I have learned that refitting curves and rebuilding surfaces sometimes helps but the lost accuracy (since they deviate from my original curve) causes other problems down the line. I rarely ever get the patch tool to join with my other surfaces. Very annoying since there is also no tolerance indicator and I have no idea how many faces I need in order to match with another edge within tolerance.
I have also learned that surfaces created by extruding a control point curve are not compatible with flowalongsrf a lot of the time because the isocurves are not spaced evenly.
Is there a rule of thumb or a video that goes into the topic or fitting and refitting or am I doing something wrong?
I would add the following:
Avoid YouTube videos that teach you to rely primary on “Network surface”, “Patch” and “Blend surface” with hundreds of spans.
When I have the curves, I would extrude the curve and trim the rest but how would you close this body if you have no original curves? (Like when you used offsetSrf to get a new edge offset in the direction of the normal of the lofted surface?)
Also some functions require rebuilding. If I try flowalongsrf stuff distorts otherwise because the isocurves of the surface are not evenly distributed. - This stuff overwhelms me because that then causes other things not to fit within tolerance anymore.
I don’t know where to start or even how to phrase my problem really. Sorry. If I had a specific case, I would have posted. Like my last post, that nobody replied to. Issue with PointDeviation not showing any deviation?

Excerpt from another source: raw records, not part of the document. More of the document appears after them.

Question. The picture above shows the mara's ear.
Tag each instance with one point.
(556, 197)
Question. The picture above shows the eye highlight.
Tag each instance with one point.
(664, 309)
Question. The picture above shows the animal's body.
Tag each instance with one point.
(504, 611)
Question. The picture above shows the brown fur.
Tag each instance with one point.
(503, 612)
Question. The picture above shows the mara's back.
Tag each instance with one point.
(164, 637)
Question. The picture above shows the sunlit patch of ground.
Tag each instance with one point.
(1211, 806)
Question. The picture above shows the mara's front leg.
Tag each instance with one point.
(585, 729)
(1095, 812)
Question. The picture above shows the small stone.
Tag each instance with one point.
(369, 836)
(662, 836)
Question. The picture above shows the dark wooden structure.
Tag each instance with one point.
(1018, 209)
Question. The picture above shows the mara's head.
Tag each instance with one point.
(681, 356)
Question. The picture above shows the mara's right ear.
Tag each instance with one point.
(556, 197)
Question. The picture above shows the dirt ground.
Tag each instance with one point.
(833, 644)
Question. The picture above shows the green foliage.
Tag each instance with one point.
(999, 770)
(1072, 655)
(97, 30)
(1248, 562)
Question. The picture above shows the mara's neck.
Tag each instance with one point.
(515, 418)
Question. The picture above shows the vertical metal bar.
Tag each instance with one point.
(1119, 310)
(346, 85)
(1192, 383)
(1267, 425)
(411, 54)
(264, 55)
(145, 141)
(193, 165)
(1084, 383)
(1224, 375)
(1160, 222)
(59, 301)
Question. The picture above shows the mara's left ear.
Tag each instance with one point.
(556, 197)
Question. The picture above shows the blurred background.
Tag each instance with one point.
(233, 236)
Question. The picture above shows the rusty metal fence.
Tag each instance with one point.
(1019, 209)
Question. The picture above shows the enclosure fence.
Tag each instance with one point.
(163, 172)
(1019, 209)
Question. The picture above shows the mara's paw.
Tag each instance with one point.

Rather than getting sucked into “clickety-click quick-fix” tools, best is to start learning NURBS surface modelling principles, the type of 3D modelling Rhino was made for, and there are many beginner tutorials available to get you started (select topics on the left). There’s also some information about curves and surfaces here (scroll to the bottom regarding links to some all-important “curve and surface anatomy” topics).
These YouTube videos by @sgreenawalt are very good for the beginner; and I’d say even for novices, because you immediately steer away from botch, notwork surface, and boo ; )
In the picture I don’t see any need of patch or complex construction.
The extruded surface was made from the side curve so extruding the side curve would create a “perfect enough” intersection that will let you to cut them and join everything into a solid.
Luckily @Lagom didn’t read you were using Crv2views… another tool that, imo, should be dismissed.
You better to extruded all the curve and wimpy get the intersections between them ( for this specific case)
FlowSrf need to match two surfaces so it’s based on the parametrization of both. This means that more dense the iso curve (number of point) less distorsione there’s in between them so the deformation gives better result. For this rebuild is a must to do, normally I do 32 or more point trying to achieve a quasi square subdivision.